Esta é a mala de couro que contém a famosa coleção. Reparem nas minhas mãos, vazias. Meus bolsos também estão vazios. Meu chapéu também está vazio. Vejam. Minhas mangas. Viro de costas, dou uma volta inteira. Como todos podem ver, não há nenhum truque, nenhum alçapão escondido, nem jogos de luz enganadores.

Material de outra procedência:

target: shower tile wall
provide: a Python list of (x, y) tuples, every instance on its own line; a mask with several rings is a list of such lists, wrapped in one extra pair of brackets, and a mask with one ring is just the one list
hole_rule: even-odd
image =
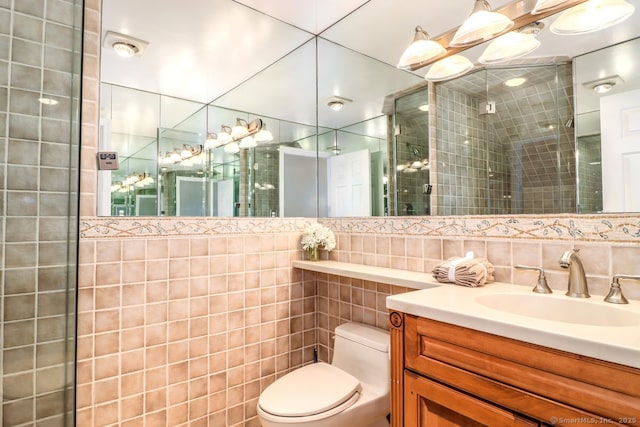
[(436, 105), (439, 215), (575, 211), (569, 64), (481, 70), (437, 84)]
[(73, 425), (81, 16), (0, 1), (3, 426)]
[(580, 201), (578, 212), (602, 211), (602, 160), (600, 135), (578, 137), (580, 162), (578, 176)]
[(280, 157), (274, 149), (256, 148), (253, 163), (252, 216), (279, 216)]
[[(479, 114), (480, 100), (437, 85), (436, 105), (437, 214), (493, 213), (487, 203), (487, 148), (492, 144), (484, 116)], [(502, 169), (493, 164), (496, 170)]]
[(400, 127), (400, 134), (395, 136), (396, 165), (405, 169), (396, 171), (398, 208), (392, 215), (430, 213), (429, 196), (424, 194), (424, 184), (429, 183), (429, 171), (409, 168), (413, 162), (429, 158), (429, 114), (418, 109), (428, 102), (426, 89), (396, 102), (395, 125)]

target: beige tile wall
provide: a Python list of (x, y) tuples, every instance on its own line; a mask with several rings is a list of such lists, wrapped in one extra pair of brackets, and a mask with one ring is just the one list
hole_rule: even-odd
[(81, 243), (77, 425), (257, 426), (268, 384), (313, 360), (299, 233)]

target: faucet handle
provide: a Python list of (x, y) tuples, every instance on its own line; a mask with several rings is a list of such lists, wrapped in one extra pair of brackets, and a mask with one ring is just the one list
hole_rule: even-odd
[(537, 294), (550, 294), (552, 293), (551, 288), (547, 285), (547, 277), (544, 275), (544, 269), (542, 267), (531, 267), (528, 265), (516, 265), (516, 268), (520, 268), (523, 270), (536, 270), (538, 272), (538, 283), (532, 289), (533, 292)]
[(604, 300), (613, 304), (629, 304), (624, 295), (622, 295), (622, 288), (620, 287), (620, 279), (633, 279), (640, 280), (640, 276), (632, 276), (628, 274), (616, 274), (611, 280), (611, 288)]

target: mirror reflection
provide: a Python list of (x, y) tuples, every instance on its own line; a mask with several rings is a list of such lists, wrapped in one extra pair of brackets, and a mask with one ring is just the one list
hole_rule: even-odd
[[(414, 13), (381, 2), (350, 14), (331, 10), (347, 16), (324, 17), (324, 28), (293, 26), (282, 10), (263, 14), (243, 3), (251, 2), (216, 0), (194, 10), (154, 3), (162, 11), (158, 25), (172, 16), (191, 20), (171, 21), (185, 36), (205, 27), (198, 14), (217, 12), (218, 25), (206, 23), (206, 40), (198, 33), (200, 39), (184, 42), (171, 31), (159, 34), (157, 25), (143, 22), (142, 9), (127, 8), (123, 0), (104, 5), (105, 32), (127, 28), (133, 35), (136, 28), (149, 45), (133, 62), (103, 49), (100, 149), (117, 151), (120, 168), (99, 172), (100, 215), (640, 211), (629, 184), (640, 170), (633, 167), (636, 155), (623, 147), (615, 159), (605, 159), (600, 129), (601, 103), (637, 89), (635, 40), (617, 44), (640, 31), (633, 26), (637, 17), (615, 31), (570, 38), (551, 34), (552, 20), (544, 18), (535, 56), (427, 84), (429, 67), (395, 67), (415, 12), (424, 8), (417, 2), (407, 2)], [(398, 24), (387, 30), (378, 21), (381, 13)], [(460, 22), (438, 24), (440, 30), (429, 25), (430, 33), (444, 34)], [(252, 25), (265, 37), (231, 33), (233, 25)], [(355, 30), (365, 27), (385, 29), (363, 40)], [(230, 51), (223, 42), (242, 46)], [(486, 45), (465, 55), (478, 63)], [(220, 55), (209, 54), (216, 49)], [(615, 76), (610, 93), (585, 89)], [(523, 82), (509, 86), (514, 79)], [(237, 152), (219, 145), (223, 126), (232, 128), (238, 119), (259, 120), (273, 139)], [(627, 126), (622, 145), (635, 138), (635, 123), (629, 114), (618, 125)], [(610, 178), (608, 165), (622, 176)], [(612, 194), (615, 202), (603, 195), (611, 186), (621, 189)]]

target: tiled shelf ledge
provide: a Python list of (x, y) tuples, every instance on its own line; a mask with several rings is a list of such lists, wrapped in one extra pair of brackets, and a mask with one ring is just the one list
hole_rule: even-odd
[(369, 280), (411, 289), (429, 289), (440, 285), (430, 273), (351, 264), (340, 261), (293, 261), (293, 267), (301, 270), (315, 271), (316, 273)]

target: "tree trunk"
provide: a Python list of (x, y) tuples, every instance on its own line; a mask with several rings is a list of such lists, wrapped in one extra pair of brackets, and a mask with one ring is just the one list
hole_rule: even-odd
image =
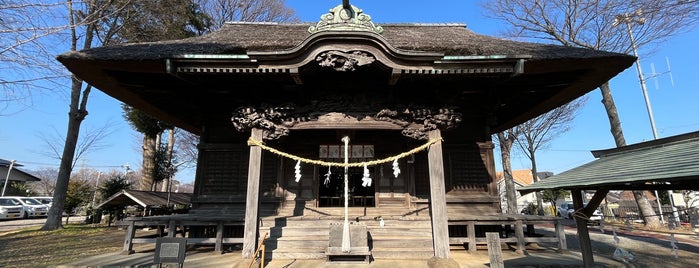
[(602, 104), (604, 104), (604, 109), (607, 111), (609, 126), (611, 127), (610, 131), (612, 132), (612, 137), (614, 137), (616, 147), (626, 146), (624, 131), (621, 129), (619, 113), (617, 113), (616, 104), (614, 104), (614, 98), (612, 98), (612, 89), (609, 87), (609, 82), (602, 84), (599, 89), (602, 91)]
[(514, 137), (512, 137), (511, 130), (506, 131), (508, 132), (507, 137), (505, 137), (503, 132), (497, 134), (500, 142), (503, 180), (505, 180), (505, 199), (507, 199), (507, 213), (517, 214), (517, 193), (515, 192), (515, 182), (512, 176), (512, 164), (510, 163), (510, 152), (512, 151)]
[[(46, 222), (41, 228), (41, 230), (44, 231), (56, 230), (63, 227), (61, 218), (63, 216), (63, 207), (66, 196), (68, 195), (68, 182), (70, 181), (70, 174), (73, 171), (73, 159), (75, 158), (75, 148), (78, 144), (80, 124), (85, 119), (85, 116), (87, 116), (87, 110), (84, 109), (84, 103), (80, 104), (81, 90), (82, 80), (73, 77), (66, 140), (65, 145), (63, 146), (63, 154), (58, 170), (58, 178), (56, 178), (56, 188), (53, 192), (53, 204), (49, 210)], [(89, 93), (90, 87), (88, 86), (83, 93), (84, 102), (87, 101), (87, 95)]]
[[(167, 161), (167, 166), (170, 168), (173, 168), (172, 166), (172, 155), (174, 154), (175, 151), (175, 129), (168, 129), (168, 135), (167, 135), (167, 151), (165, 154), (167, 155), (167, 158), (165, 161)], [(163, 184), (161, 191), (162, 192), (169, 192), (170, 191), (170, 184), (172, 184), (172, 174), (168, 172), (170, 177), (168, 178), (163, 178)]]
[[(70, 15), (70, 25), (74, 26), (73, 21), (73, 6), (72, 1), (68, 1), (68, 10)], [(89, 48), (92, 44), (93, 28), (94, 24), (88, 25), (85, 31), (85, 48)], [(77, 50), (78, 38), (75, 33), (75, 28), (71, 29), (71, 50)], [(90, 96), (90, 90), (92, 87), (87, 85), (83, 91), (83, 81), (78, 79), (76, 76), (71, 76), (71, 87), (70, 87), (70, 106), (68, 111), (68, 129), (66, 130), (66, 140), (63, 146), (63, 153), (61, 155), (61, 163), (58, 170), (58, 177), (56, 178), (56, 188), (53, 192), (53, 204), (49, 213), (46, 217), (46, 222), (44, 226), (41, 227), (42, 231), (51, 231), (59, 228), (63, 228), (61, 218), (63, 217), (63, 207), (65, 205), (66, 196), (68, 195), (68, 182), (70, 181), (70, 174), (73, 172), (73, 159), (75, 158), (75, 148), (78, 144), (78, 137), (80, 136), (80, 125), (87, 116), (87, 100)], [(81, 94), (82, 93), (82, 94)]]
[[(534, 145), (530, 144), (529, 148), (534, 148)], [(539, 176), (537, 176), (538, 172), (536, 171), (536, 157), (534, 157), (533, 149), (529, 150), (529, 155), (531, 156), (530, 160), (532, 162), (532, 181), (537, 182), (539, 181)], [(541, 191), (536, 191), (536, 214), (544, 215), (544, 202), (541, 198)]]
[(155, 182), (155, 151), (158, 135), (143, 134), (143, 162), (139, 190), (152, 191)]
[[(607, 111), (607, 117), (609, 117), (609, 125), (611, 126), (612, 136), (614, 136), (614, 142), (617, 147), (626, 146), (624, 132), (621, 129), (619, 114), (617, 113), (616, 105), (612, 98), (612, 90), (609, 87), (609, 82), (602, 84), (600, 86), (600, 91), (602, 91), (602, 103)], [(647, 227), (660, 226), (660, 218), (655, 214), (655, 210), (653, 210), (653, 207), (643, 194), (643, 191), (633, 191), (633, 196), (638, 205), (639, 215), (645, 222), (645, 225)]]

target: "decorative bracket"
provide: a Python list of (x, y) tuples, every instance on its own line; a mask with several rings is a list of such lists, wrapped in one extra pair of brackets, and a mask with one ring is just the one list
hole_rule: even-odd
[(308, 28), (308, 32), (312, 34), (322, 31), (368, 31), (381, 34), (383, 27), (374, 25), (371, 16), (364, 14), (361, 9), (343, 3), (320, 16), (316, 26)]

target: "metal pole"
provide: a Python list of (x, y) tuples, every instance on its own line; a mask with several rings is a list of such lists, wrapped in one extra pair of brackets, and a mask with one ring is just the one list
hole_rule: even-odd
[[(349, 163), (349, 137), (344, 136), (342, 141), (345, 143), (345, 164)], [(347, 220), (349, 216), (349, 211), (347, 209), (347, 203), (349, 201), (349, 183), (348, 183), (348, 172), (349, 167), (345, 165), (345, 222), (342, 225), (342, 252), (350, 252), (350, 233), (349, 233), (349, 221)]]
[(92, 194), (92, 208), (95, 208), (95, 197), (97, 197), (97, 189), (100, 186), (100, 176), (102, 176), (102, 171), (97, 172), (97, 182), (95, 183), (95, 192)]
[(5, 184), (2, 186), (2, 196), (5, 196), (5, 189), (7, 189), (7, 183), (10, 180), (10, 172), (12, 172), (12, 167), (15, 166), (15, 160), (10, 161), (10, 167), (7, 169), (7, 176), (5, 176)]
[[(648, 118), (650, 119), (650, 127), (653, 130), (653, 139), (657, 140), (658, 139), (658, 131), (656, 131), (655, 128), (655, 120), (653, 119), (653, 110), (651, 109), (650, 105), (650, 99), (648, 98), (648, 90), (646, 89), (646, 80), (643, 78), (643, 71), (641, 70), (641, 60), (640, 57), (638, 56), (638, 50), (636, 49), (636, 40), (633, 37), (633, 31), (631, 30), (631, 16), (633, 16), (636, 13), (633, 13), (631, 15), (625, 14), (623, 16), (623, 22), (626, 24), (626, 29), (628, 30), (629, 33), (629, 39), (631, 40), (631, 49), (633, 49), (633, 55), (636, 56), (636, 71), (638, 71), (638, 80), (641, 82), (641, 90), (643, 91), (643, 98), (646, 101), (646, 110), (648, 110)], [(639, 23), (643, 23), (643, 20), (638, 21)], [(672, 199), (673, 192), (672, 190), (668, 190), (667, 194), (670, 199), (670, 206), (672, 207), (672, 217), (673, 221), (675, 223), (679, 222), (679, 213), (677, 212), (677, 207), (675, 207), (675, 201)], [(656, 196), (656, 201), (658, 203), (658, 211), (660, 212), (660, 220), (665, 222), (663, 218), (663, 206), (660, 204), (660, 195), (658, 195), (658, 191), (655, 190), (655, 196)]]

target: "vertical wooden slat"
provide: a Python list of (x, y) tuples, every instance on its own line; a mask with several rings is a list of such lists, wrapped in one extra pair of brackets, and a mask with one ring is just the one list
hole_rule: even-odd
[[(253, 128), (250, 137), (261, 141), (262, 129)], [(248, 190), (245, 199), (245, 232), (243, 233), (243, 258), (252, 258), (257, 245), (257, 214), (259, 212), (260, 170), (262, 166), (262, 148), (250, 147), (248, 166)]]
[[(442, 134), (439, 130), (432, 130), (429, 133), (429, 137), (430, 139), (441, 139)], [(444, 160), (441, 142), (430, 146), (427, 158), (430, 169), (430, 211), (432, 212), (434, 256), (447, 259), (449, 258), (449, 219), (447, 218)]]

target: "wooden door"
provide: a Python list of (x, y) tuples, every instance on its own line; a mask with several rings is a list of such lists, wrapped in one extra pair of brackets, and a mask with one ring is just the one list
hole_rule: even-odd
[(398, 160), (400, 174), (394, 176), (393, 163), (382, 164), (377, 168), (377, 193), (379, 206), (407, 205), (407, 165), (404, 160)]

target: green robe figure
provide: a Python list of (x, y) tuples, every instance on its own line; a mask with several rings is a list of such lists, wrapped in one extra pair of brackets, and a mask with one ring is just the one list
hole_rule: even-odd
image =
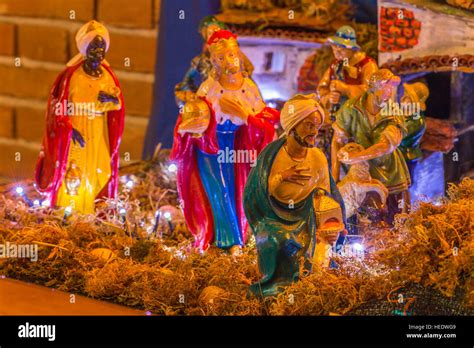
[[(391, 114), (388, 101), (400, 84), (400, 78), (390, 70), (375, 72), (369, 90), (362, 96), (349, 99), (336, 114), (333, 124), (331, 157), (334, 177), (339, 179), (340, 163), (353, 165), (368, 161), (372, 178), (388, 189), (384, 220), (392, 224), (396, 214), (408, 211), (410, 174), (402, 152), (398, 148), (406, 135), (402, 117)], [(349, 141), (362, 145), (364, 150), (347, 153), (342, 147)]]
[(324, 110), (314, 98), (296, 95), (285, 103), (285, 134), (265, 147), (245, 187), (245, 215), (263, 275), (250, 290), (259, 297), (298, 280), (300, 263), (311, 270), (317, 239), (333, 245), (344, 230), (342, 198), (315, 144)]

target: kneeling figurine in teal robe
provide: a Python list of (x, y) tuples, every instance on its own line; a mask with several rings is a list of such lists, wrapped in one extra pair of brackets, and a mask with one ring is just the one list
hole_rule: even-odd
[(250, 287), (257, 296), (276, 295), (298, 280), (300, 263), (311, 271), (316, 243), (332, 245), (344, 230), (344, 203), (315, 144), (323, 122), (314, 94), (287, 101), (285, 134), (265, 147), (248, 177), (245, 214), (263, 275)]

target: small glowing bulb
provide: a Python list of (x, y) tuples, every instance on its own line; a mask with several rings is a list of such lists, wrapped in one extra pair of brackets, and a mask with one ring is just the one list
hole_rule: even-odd
[(49, 207), (51, 205), (51, 201), (49, 199), (44, 200), (41, 205), (43, 207)]
[(72, 207), (66, 207), (66, 209), (64, 209), (64, 214), (66, 215), (70, 215), (72, 213)]
[(127, 214), (127, 211), (125, 210), (125, 208), (121, 208), (119, 210), (119, 213), (120, 213), (120, 215), (125, 216)]
[(23, 187), (21, 187), (21, 186), (18, 186), (18, 187), (15, 189), (15, 191), (16, 191), (16, 193), (18, 193), (19, 195), (22, 195), (23, 192), (25, 192), (25, 191), (23, 190)]
[(169, 211), (165, 212), (163, 216), (165, 217), (166, 220), (171, 220), (171, 213)]
[(34, 205), (35, 207), (39, 207), (39, 206), (40, 206), (40, 201), (39, 201), (39, 199), (35, 199), (35, 200), (33, 201), (33, 205)]
[(128, 180), (127, 183), (125, 184), (125, 186), (126, 186), (128, 189), (133, 188), (133, 181), (132, 181), (132, 180)]
[(364, 251), (364, 246), (360, 243), (354, 243), (353, 247), (355, 251)]
[(176, 171), (178, 170), (178, 166), (174, 163), (171, 163), (169, 166), (168, 166), (168, 171), (170, 173), (176, 173)]

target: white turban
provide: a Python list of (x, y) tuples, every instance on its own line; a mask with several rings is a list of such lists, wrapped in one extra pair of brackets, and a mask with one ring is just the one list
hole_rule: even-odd
[(280, 113), (280, 123), (285, 134), (290, 131), (313, 112), (318, 112), (321, 117), (321, 124), (324, 123), (324, 109), (316, 100), (316, 94), (296, 94), (288, 100)]
[(110, 36), (107, 28), (95, 20), (89, 21), (84, 24), (76, 34), (76, 45), (80, 53), (67, 63), (68, 66), (79, 63), (87, 56), (87, 47), (89, 47), (96, 36), (100, 36), (104, 39), (105, 51), (107, 52), (109, 50)]

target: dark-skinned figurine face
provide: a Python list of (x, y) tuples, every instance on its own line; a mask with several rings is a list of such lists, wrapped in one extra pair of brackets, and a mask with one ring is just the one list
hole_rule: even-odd
[(87, 46), (87, 57), (86, 59), (96, 65), (102, 63), (105, 59), (105, 50), (107, 44), (102, 36), (97, 35), (94, 40), (91, 41)]
[(296, 142), (304, 147), (315, 147), (319, 129), (322, 125), (319, 112), (315, 111), (298, 123), (290, 132)]

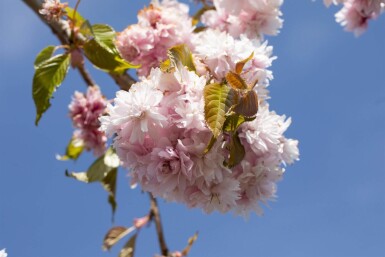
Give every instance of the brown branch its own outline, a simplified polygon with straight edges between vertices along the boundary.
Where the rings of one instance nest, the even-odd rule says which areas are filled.
[[[166,241],[165,241],[164,235],[163,235],[163,228],[162,228],[162,222],[160,220],[158,202],[156,201],[155,197],[151,193],[148,193],[148,195],[150,196],[150,201],[151,201],[151,216],[150,217],[151,217],[151,219],[153,219],[155,221],[156,233],[158,235],[160,251],[161,251],[163,256],[168,256],[168,248],[167,248]]]
[[[71,30],[68,27],[67,23],[63,21],[50,21],[44,19],[44,17],[39,13],[39,9],[41,8],[41,1],[39,0],[23,0],[23,2],[30,7],[37,16],[52,30],[52,33],[55,34],[55,36],[59,39],[62,45],[69,45],[71,43]],[[84,38],[81,34],[78,34],[78,38],[76,40],[84,41]],[[87,85],[92,80],[89,80],[87,77],[85,77],[87,72],[82,72],[81,69],[79,69],[80,74],[82,75],[84,81],[86,81]],[[128,90],[130,89],[131,85],[136,82],[134,78],[132,78],[128,73],[124,74],[112,74],[110,73],[110,76],[114,79],[116,84],[120,87],[122,90]],[[88,76],[89,77],[89,76]]]
[[[86,67],[84,67],[84,65],[78,65],[78,66],[76,66],[76,68],[78,69],[80,75],[82,76],[82,78],[83,78],[84,82],[87,84],[87,86],[96,85],[95,82],[92,80],[90,74],[86,70]]]

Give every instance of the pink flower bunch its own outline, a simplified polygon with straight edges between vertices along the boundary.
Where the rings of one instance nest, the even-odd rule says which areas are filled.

Ana Cristina Cesar
18 novembre 2005
efeito cardigans
Tu tens um medo:
Acabar.
Não vês que acabas todo o dia.
Que morres no amor.
Na tristeza.
Na dúvida.
No desejo.
Que te renovas todo o dia.
No amor.
Na tristeza.
Na dúvida.
No desejo.
Que és sempre outro.
Que és sempre o mesmo.
Que morrerás por idades imensas.
Até não teres medo de morrer.
E então serás eterno.
Cecília Meireles, Cânticos VI
O que somos além de memórias que vão-se apagando... O que deram os nomes de alma ou espírito são apenas lampejos de consciência que, algum dia, irrecuperavelmente, desaparecerão. Todas as nossas experiências fracassadas ou não, momentos felizes ou amargos, tudo o que carregamos dentro de nós, nossos sentimentos terão se extinguido, como uma fogueirinha no meio da neve. Teremos literalmente desaparecido. Durante o percurso, muito provavelmente não teremos alcançado o que tanto almejávamos. Talvez tenhamos caminhado uma infinidade de quilômetros e, no meio dele, já teremos esquecido o que era mesmo o que tanto queríamos. E lá teremos ido nós, com nossos amores, desejos, ideais, músicas, filmes, os rostos que não queríamos nunca esquecer. E os livros. Ah, os livros! Tudo se dissolvendo como as imagens de um álbum de fotografia que vamos folheando, os momentos ali congelados em olhares e gestos petrificados. Pensava nisso enquanto ouvia Cardigans e suas músicas carregadas de melancolia, a voz doce da Nina Persson misturando-se à leitura de Gorki, acreditam? Ler Gorki é estar disposto a cair num universo mergulhado em desolação. Nada além do nosso próprio universo, o real [o que é real?], sem maquiagens ou embalagens. Bem provável que eu tenha saído de casa depois disso, deixando o rascunho a lápis. A voz de Nina ecoando sob o calor abafado de um feriado. O calor que você [diz] odeia com todas as suas forças.